A Tennessee judge will end former NFL star Michael Oher’s conservatorship agreement with Sean and Leigh Anne Touhy, after he filed a lawsuit claiming he had been misled to believe he had been adopted.
Shelby County Probate Court Judge Kathleen Gomes said Friday she’d terminate the agreement between the two parties, whose story inspired the book and Oscar-winning film “The Blind Side.”
However, the case has not been dismissed. Neither party spoke during the remote hearing.
The Tuohys took in Oher when he was in high school and he went on to sports stardom playing football for Ole Miss and the NFL.
In a bombshell court filing on Aug. 14, Oher requested a Shelby County judge end the conservatorship that started in 2004 when he was 18.
He claimed he didn’t know he hadn’t been adopted, and was instead placed into a conservatorship in which the Tuohys allegedly profited from his name and cut him out of the film’s profits.
The Tuohys, both 63, claimed that they thought of Oher as a son, claimed Oher knew he was in a conservatorship agreement, and denied enriching themselves off his name.
His petition stated that he was entered into the conservatorship despite being over 18 and having no diagnosed physical or psychological disabilities, and it allowed the Tuohys to control his contracts.

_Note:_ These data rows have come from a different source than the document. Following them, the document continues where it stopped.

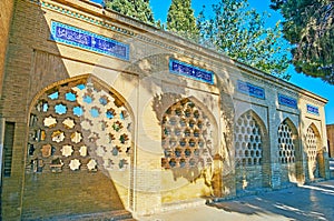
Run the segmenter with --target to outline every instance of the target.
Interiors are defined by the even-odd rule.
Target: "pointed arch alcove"
[[[311,123],[305,135],[305,153],[307,172],[306,178],[314,181],[318,178],[325,178],[325,162],[323,159],[321,134],[314,123]]]
[[[213,194],[213,163],[219,153],[217,123],[196,98],[181,98],[161,118],[163,203]],[[165,187],[166,185],[166,187]],[[173,195],[173,197],[171,197]]]
[[[303,158],[298,131],[289,118],[277,129],[277,152],[281,165],[281,183],[303,182]]]
[[[24,198],[40,203],[23,210],[52,208],[57,218],[132,208],[134,114],[121,94],[85,74],[40,91],[29,112]]]
[[[237,192],[268,187],[268,133],[255,111],[248,110],[235,121],[234,147]]]

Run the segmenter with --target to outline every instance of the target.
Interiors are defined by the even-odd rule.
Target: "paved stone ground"
[[[140,217],[143,221],[334,220],[334,180],[259,193],[213,205]]]

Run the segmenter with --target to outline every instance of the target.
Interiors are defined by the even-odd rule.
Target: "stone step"
[[[89,214],[61,215],[52,219],[57,221],[136,221],[132,214],[127,210],[117,210],[110,212],[98,212]]]

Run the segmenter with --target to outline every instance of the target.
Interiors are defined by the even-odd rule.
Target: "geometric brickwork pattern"
[[[261,129],[252,112],[244,113],[236,121],[234,137],[236,165],[262,164]]]
[[[213,162],[212,124],[189,99],[173,104],[161,122],[161,167],[205,168]]]
[[[29,123],[28,171],[124,170],[131,153],[130,117],[111,92],[78,80],[45,92]]]
[[[307,162],[308,162],[308,170],[312,179],[314,178],[316,171],[316,163],[317,163],[317,135],[315,134],[312,127],[307,129],[306,132],[306,152],[307,152]]]
[[[281,163],[295,162],[293,132],[285,121],[278,127],[278,160]]]

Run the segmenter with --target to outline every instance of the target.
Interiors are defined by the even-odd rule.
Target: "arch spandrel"
[[[30,107],[27,171],[36,159],[43,165],[30,172],[125,170],[131,161],[132,119],[126,100],[94,76],[56,82]]]
[[[161,167],[190,182],[213,164],[214,155],[218,152],[215,139],[217,124],[204,108],[193,97],[184,98],[174,102],[161,119]],[[191,173],[186,172],[188,170]]]

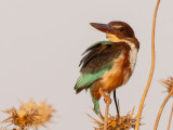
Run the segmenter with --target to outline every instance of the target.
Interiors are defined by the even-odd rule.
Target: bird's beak
[[[106,34],[114,34],[115,29],[112,27],[110,27],[108,24],[99,24],[99,23],[90,23],[91,26],[93,26],[94,28],[106,32]]]

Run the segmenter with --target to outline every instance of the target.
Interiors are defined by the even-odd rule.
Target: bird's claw
[[[108,96],[105,96],[105,98],[104,98],[104,101],[105,101],[105,103],[109,103],[109,104],[111,103],[111,99],[108,98]]]

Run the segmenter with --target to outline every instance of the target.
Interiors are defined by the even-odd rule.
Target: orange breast
[[[131,69],[130,64],[127,65],[127,62],[125,55],[122,54],[119,58],[115,60],[112,68],[103,75],[99,84],[104,91],[112,91],[129,80]]]

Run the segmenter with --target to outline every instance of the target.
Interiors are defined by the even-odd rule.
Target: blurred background
[[[124,21],[141,42],[137,64],[128,84],[117,90],[121,115],[135,106],[150,69],[152,14],[157,0],[0,0],[0,109],[18,107],[19,102],[46,100],[59,117],[51,130],[93,130],[86,114],[96,117],[90,93],[76,95],[82,52],[92,43],[106,40],[105,34],[89,23]],[[141,127],[151,130],[159,107],[167,96],[160,79],[173,76],[173,1],[162,0],[156,29],[156,69],[148,92]],[[105,104],[101,100],[104,113]],[[165,130],[172,100],[163,110],[159,130]],[[114,102],[110,114],[116,115]],[[1,113],[0,119],[6,115]],[[96,126],[95,126],[96,127]],[[46,128],[40,128],[40,130]],[[172,128],[173,129],[173,125]]]

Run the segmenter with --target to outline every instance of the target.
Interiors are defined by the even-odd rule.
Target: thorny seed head
[[[168,93],[171,93],[171,91],[173,91],[173,77],[170,77],[167,80],[161,80],[161,82],[167,88]]]
[[[25,130],[29,127],[37,128],[51,121],[54,112],[52,106],[46,105],[45,102],[36,104],[34,101],[29,101],[27,104],[22,104],[18,109],[13,107],[4,110],[10,117],[2,122],[15,125],[18,127],[16,129],[19,130]]]
[[[121,117],[118,116],[114,117],[109,115],[107,122],[107,130],[130,130],[131,128],[135,128],[137,116],[133,117],[133,112],[134,109],[132,110],[131,114],[128,113],[125,116]],[[91,116],[89,115],[89,117]],[[95,128],[95,130],[104,130],[104,119],[102,119],[102,121],[98,121],[93,117],[91,118],[94,120],[96,125],[98,125],[98,128]]]

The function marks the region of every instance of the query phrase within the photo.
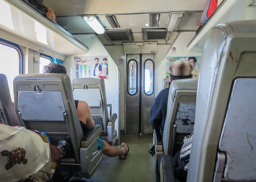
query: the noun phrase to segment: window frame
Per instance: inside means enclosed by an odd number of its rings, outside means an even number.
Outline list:
[[[129,79],[129,73],[130,72],[130,69],[129,67],[130,62],[132,61],[134,61],[136,63],[136,91],[135,92],[134,94],[131,94],[130,93],[130,91],[129,91],[129,83],[130,80]],[[127,78],[128,78],[127,82],[127,92],[129,95],[131,96],[133,96],[136,95],[138,92],[138,62],[136,60],[134,59],[131,59],[128,61],[127,65],[128,67],[128,71],[127,72]]]
[[[14,48],[17,51],[20,60],[19,74],[20,75],[23,74],[23,54],[21,49],[19,45],[2,38],[0,38],[0,44]]]
[[[146,62],[148,61],[149,61],[151,62],[153,65],[153,75],[152,77],[153,78],[153,84],[152,84],[152,92],[150,94],[147,94],[146,93],[146,91],[145,91],[145,70],[146,69],[146,67],[145,66],[146,64]],[[144,91],[144,93],[145,94],[145,95],[147,95],[148,96],[149,96],[151,95],[154,93],[154,92],[155,91],[155,84],[154,84],[154,79],[155,79],[155,64],[154,63],[154,62],[153,61],[153,60],[151,59],[147,59],[146,60],[145,60],[145,61],[144,62],[144,64],[143,66],[143,68],[144,69],[143,70],[144,74],[143,76],[143,78],[144,78],[144,81],[143,83],[143,90]]]

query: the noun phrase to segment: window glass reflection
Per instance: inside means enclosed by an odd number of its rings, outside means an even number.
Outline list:
[[[144,91],[147,95],[151,95],[154,91],[154,70],[153,62],[146,61],[144,65]]]
[[[137,63],[134,61],[131,61],[128,67],[128,91],[131,95],[135,95],[137,91]]]

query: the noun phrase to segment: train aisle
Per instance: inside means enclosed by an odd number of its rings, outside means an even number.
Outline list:
[[[87,182],[155,181],[154,158],[148,152],[152,137],[152,135],[121,135],[121,143],[126,143],[130,148],[127,158],[121,160],[103,155],[92,178],[83,179]]]

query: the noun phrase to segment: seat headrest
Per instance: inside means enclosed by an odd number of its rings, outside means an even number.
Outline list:
[[[196,90],[198,78],[188,78],[173,80],[171,83],[168,99],[173,101],[178,90]]]
[[[100,78],[81,78],[73,79],[72,82],[95,82],[99,84],[104,83],[104,79]]]
[[[56,80],[61,79],[67,75],[66,74],[58,74],[57,73],[40,73],[36,74],[26,74],[18,75],[14,79],[14,80],[22,80],[47,79]]]

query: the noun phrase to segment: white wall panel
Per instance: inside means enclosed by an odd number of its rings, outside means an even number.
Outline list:
[[[89,46],[89,50],[85,54],[73,55],[66,57],[63,65],[67,69],[68,74],[70,79],[75,78],[76,68],[74,61],[74,56],[84,56],[96,55],[107,55],[108,54],[101,46],[94,35],[77,35],[76,37],[84,43]],[[112,104],[112,113],[117,114],[117,119],[119,121],[118,114],[118,71],[114,61],[108,57],[108,78],[104,79],[106,89],[107,102],[108,104]],[[118,130],[117,122],[115,125],[115,129]]]
[[[176,53],[172,53],[171,49],[165,57],[202,56],[201,53],[190,51],[187,47],[187,45],[194,37],[195,33],[195,32],[181,32],[172,46],[176,47]],[[157,70],[157,93],[161,90],[162,80],[165,77],[165,61],[164,57],[160,63]]]

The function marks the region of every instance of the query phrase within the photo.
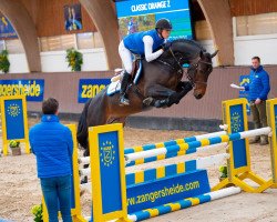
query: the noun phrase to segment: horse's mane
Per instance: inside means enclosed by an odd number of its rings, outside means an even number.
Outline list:
[[[206,49],[203,48],[198,42],[194,41],[194,40],[189,40],[189,39],[176,39],[176,40],[173,40],[172,43],[177,43],[177,42],[184,42],[184,43],[187,43],[187,44],[193,44],[197,48],[199,48],[203,52],[206,52]]]

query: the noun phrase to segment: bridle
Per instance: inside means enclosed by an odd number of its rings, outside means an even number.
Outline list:
[[[178,73],[178,74],[183,74],[183,73],[184,73],[184,70],[183,70],[183,67],[181,65],[181,61],[184,60],[184,58],[181,56],[181,57],[177,59],[176,56],[174,54],[174,52],[172,51],[172,48],[171,48],[171,47],[170,47],[168,50],[170,50],[172,57],[174,58],[175,62],[176,62],[177,65],[178,65],[177,73]],[[198,58],[197,61],[196,61],[195,63],[191,63],[189,67],[187,68],[187,71],[185,72],[185,75],[186,75],[186,78],[188,79],[188,81],[191,82],[191,84],[192,84],[193,88],[195,88],[196,84],[205,84],[205,85],[207,85],[207,82],[194,81],[194,77],[195,77],[196,71],[197,71],[198,68],[199,68],[199,63],[213,65],[212,62],[203,61],[203,60],[201,59],[199,56],[198,56],[197,58]],[[160,61],[160,62],[162,62],[163,64],[168,65],[168,67],[171,67],[173,70],[175,70],[175,68],[174,68],[172,64],[167,63],[166,61],[164,61],[164,60],[157,60],[157,61]],[[194,70],[193,77],[188,74],[189,70]]]

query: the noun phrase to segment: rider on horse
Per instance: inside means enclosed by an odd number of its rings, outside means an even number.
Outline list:
[[[145,57],[147,62],[157,59],[170,48],[170,44],[166,44],[166,39],[171,34],[171,30],[172,23],[167,19],[160,19],[156,22],[155,29],[126,36],[121,41],[119,52],[125,68],[120,92],[120,103],[122,105],[130,104],[126,89],[131,80],[132,53]],[[163,48],[157,50],[161,47]]]

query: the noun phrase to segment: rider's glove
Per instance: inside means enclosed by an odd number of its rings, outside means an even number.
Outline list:
[[[168,50],[171,48],[172,43],[170,41],[162,44],[162,48],[164,51]]]

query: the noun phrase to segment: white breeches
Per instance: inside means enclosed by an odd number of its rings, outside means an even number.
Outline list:
[[[123,62],[123,65],[126,70],[127,73],[132,72],[132,52],[125,48],[123,40],[121,41],[120,46],[119,46],[119,52],[120,52],[120,57],[121,60]]]

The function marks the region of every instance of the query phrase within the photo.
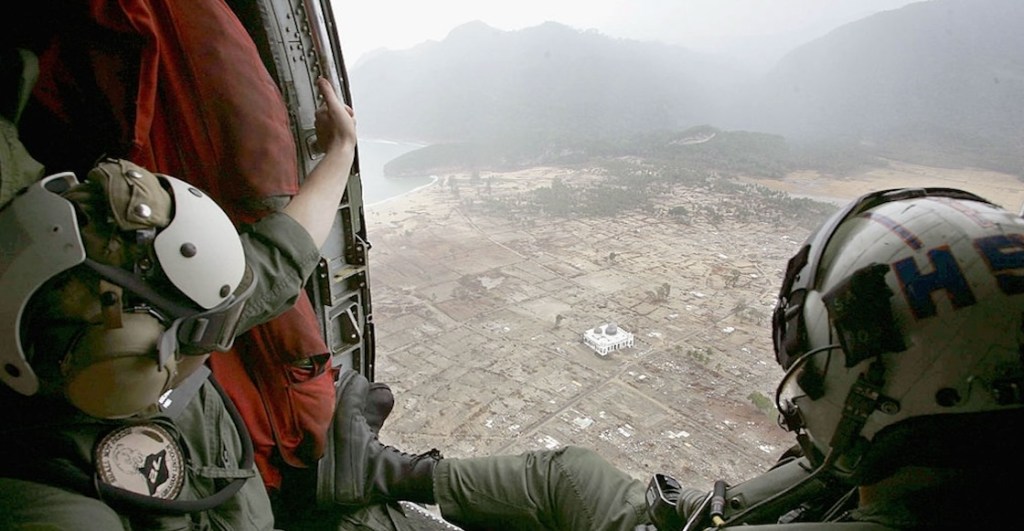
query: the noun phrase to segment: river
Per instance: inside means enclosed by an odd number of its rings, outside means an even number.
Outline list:
[[[384,165],[403,153],[419,149],[424,144],[392,142],[390,140],[359,140],[359,175],[362,179],[362,204],[373,205],[408,193],[431,184],[430,175],[389,178],[384,176]]]

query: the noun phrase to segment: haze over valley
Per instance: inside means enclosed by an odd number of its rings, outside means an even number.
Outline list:
[[[752,70],[559,23],[483,23],[350,68],[361,138],[436,182],[367,207],[382,437],[454,456],[575,444],[645,480],[738,481],[775,425],[785,262],[861,193],[1024,203],[1024,2],[931,0]],[[636,346],[600,356],[601,323]]]

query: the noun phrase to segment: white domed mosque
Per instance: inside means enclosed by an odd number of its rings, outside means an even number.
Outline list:
[[[613,350],[632,347],[633,334],[620,328],[614,322],[609,322],[584,331],[583,342],[598,355],[607,356]]]

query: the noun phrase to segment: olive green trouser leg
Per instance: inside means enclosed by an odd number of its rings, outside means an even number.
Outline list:
[[[648,522],[646,486],[578,447],[441,459],[434,497],[466,529],[633,531]]]

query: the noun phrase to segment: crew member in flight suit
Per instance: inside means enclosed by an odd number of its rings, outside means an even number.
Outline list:
[[[319,260],[355,129],[317,84],[326,154],[241,235],[203,190],[124,160],[5,195],[0,528],[272,529],[247,431],[204,361],[293,304]],[[10,151],[5,186],[39,170]]]
[[[342,382],[340,528],[408,529],[436,503],[465,529],[934,529],[1005,526],[1024,425],[1024,219],[971,193],[852,202],[788,262],[774,317],[776,404],[798,445],[761,476],[649,483],[568,447],[411,456],[366,425]],[[383,503],[382,503],[383,502]],[[753,526],[753,527],[746,527]]]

The Tuohys said they entered the conservatorship to allow Oher to play college football at the University of Mississippi, the Tuohys’ alma mater and where they were boosters. Otherwise his career on the team could have been an issue as Oher lived with them.
The Tuohys, in a response filing, denied having control of his contracts, saying they never signed any contract for him in his career. They further said the profits from “The Blind Side” were split equally.